Wednesday, February 15, 2006

In the Heat of the Night

The Mirisch Corporation
Director: Norman Jewison
Length: 100 min.
Format: DVD
Date Viewed: 14 February

It's hard to say exactly why In the Heat of the Night works as a whole. Certainly with this film, the sum is greater than it's parts.

The acting is pretty good overall, with Poitier dominating the screen through his rich performance as Virgil Tibbs. Steiger is good as redneck Sheriff Gillespie, but is sometimes a little prone to using stereotypes. The supporting cast is generally pretty good, but, outside of the reliable Warren Oates, hardly noteworthy.

The script is decent, but important themes of class division are brought up and then quickly forgotten, and the entire murder-mystery plot is so underwritten as to be unnecessary to the film; by the end, it's still unclear how exactly the mystery was solved. The editing also feels a little choppy. Throughout we get the feeling that certain parts have been removed to tighten up the picture, but it feels over-tightened as a result.

The only really solid attributes of the film are the cinematography by Haskell Wexler and the perfect production design, making a farm town in Illinois look like a dilapidated Southern town.

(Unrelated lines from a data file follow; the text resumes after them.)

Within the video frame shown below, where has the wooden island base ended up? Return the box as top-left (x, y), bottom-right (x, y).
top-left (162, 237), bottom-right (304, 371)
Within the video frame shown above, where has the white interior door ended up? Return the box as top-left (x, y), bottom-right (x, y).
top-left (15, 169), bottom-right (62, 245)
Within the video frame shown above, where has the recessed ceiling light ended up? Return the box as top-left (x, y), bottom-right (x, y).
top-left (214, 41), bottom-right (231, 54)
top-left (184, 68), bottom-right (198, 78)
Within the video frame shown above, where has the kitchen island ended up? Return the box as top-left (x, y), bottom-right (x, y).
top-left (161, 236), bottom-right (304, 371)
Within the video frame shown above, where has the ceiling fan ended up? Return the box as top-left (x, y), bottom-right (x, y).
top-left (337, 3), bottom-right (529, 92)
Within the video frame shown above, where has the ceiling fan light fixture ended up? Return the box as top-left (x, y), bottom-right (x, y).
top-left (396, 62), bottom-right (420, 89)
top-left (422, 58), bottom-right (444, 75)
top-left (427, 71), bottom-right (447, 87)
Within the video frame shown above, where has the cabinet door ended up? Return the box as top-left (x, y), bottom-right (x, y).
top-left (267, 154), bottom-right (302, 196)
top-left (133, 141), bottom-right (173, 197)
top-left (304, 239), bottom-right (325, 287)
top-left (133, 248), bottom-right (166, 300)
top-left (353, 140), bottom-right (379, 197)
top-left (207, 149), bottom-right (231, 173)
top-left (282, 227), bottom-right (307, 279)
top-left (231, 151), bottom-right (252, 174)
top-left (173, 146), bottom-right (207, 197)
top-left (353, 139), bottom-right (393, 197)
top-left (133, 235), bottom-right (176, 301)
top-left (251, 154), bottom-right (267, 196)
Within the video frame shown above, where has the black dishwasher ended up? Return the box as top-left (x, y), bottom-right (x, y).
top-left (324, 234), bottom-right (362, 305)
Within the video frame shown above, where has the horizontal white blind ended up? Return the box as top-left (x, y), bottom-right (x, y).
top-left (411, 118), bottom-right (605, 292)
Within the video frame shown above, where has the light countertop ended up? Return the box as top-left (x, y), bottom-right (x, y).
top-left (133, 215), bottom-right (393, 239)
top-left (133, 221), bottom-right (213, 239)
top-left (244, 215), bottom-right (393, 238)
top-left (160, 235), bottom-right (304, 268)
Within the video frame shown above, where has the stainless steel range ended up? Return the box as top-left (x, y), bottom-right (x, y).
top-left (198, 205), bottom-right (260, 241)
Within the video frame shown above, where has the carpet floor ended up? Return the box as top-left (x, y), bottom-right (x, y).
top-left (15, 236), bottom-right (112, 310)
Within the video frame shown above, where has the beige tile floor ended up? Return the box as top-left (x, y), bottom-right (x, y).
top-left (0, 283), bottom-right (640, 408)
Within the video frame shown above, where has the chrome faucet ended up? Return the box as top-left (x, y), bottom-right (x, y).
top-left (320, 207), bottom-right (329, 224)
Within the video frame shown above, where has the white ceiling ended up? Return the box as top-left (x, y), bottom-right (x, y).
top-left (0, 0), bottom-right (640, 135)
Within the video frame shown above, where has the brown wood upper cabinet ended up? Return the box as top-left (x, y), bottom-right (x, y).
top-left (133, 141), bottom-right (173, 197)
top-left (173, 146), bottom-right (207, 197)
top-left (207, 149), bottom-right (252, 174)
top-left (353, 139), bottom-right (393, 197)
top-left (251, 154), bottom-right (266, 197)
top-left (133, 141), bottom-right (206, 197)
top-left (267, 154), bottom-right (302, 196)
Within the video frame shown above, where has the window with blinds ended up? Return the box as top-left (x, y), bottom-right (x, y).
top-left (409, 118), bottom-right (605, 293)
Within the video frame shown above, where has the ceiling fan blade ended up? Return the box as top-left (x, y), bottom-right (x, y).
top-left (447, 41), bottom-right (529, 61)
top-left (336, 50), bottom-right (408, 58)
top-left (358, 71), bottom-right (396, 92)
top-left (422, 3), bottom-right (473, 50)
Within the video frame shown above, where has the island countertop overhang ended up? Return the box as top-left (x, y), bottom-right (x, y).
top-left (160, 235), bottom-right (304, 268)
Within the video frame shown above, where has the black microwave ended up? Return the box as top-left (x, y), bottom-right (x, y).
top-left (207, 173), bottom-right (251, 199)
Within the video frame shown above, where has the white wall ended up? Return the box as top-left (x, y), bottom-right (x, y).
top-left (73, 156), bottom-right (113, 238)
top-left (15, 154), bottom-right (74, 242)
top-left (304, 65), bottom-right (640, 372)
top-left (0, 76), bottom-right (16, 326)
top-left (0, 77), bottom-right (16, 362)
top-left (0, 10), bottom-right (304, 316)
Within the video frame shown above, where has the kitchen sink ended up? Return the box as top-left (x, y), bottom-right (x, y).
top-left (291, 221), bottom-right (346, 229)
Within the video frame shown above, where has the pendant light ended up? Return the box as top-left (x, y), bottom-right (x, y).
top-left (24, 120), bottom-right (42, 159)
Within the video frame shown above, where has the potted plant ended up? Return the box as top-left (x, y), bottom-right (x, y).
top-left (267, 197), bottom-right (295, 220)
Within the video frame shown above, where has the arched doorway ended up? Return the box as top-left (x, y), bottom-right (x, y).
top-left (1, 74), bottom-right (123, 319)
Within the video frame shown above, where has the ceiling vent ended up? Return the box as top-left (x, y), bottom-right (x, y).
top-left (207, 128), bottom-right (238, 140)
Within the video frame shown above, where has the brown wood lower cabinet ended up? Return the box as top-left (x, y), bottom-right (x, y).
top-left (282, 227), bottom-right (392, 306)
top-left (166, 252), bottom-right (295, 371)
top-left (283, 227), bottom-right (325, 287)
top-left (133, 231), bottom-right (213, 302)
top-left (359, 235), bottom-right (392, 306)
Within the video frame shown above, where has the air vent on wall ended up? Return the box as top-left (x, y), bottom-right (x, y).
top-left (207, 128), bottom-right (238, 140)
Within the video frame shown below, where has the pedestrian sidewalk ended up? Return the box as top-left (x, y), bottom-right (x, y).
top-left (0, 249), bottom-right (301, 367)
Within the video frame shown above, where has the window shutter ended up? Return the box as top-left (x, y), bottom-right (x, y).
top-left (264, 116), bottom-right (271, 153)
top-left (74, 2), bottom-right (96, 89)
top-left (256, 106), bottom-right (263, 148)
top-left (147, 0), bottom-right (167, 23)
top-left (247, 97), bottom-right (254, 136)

When all the parts are put together, though, they work rather well. It's easy to become immersed in the film, and like it once it's over. Perhaps it works so well because of its lack of pretentiousness. The film never claims to be destroying racism in a small town or even presenting us with something new (though it may have been an eye-opener for some Northerners, I imagine the racial elements were routine evening news fare by 1967). We understand that the town will not change after Tibbs leaves. Endicott will not get rid of his slave-like servants, the police will still be ineffectual, and racism will still prevail. This is the true realism of the film.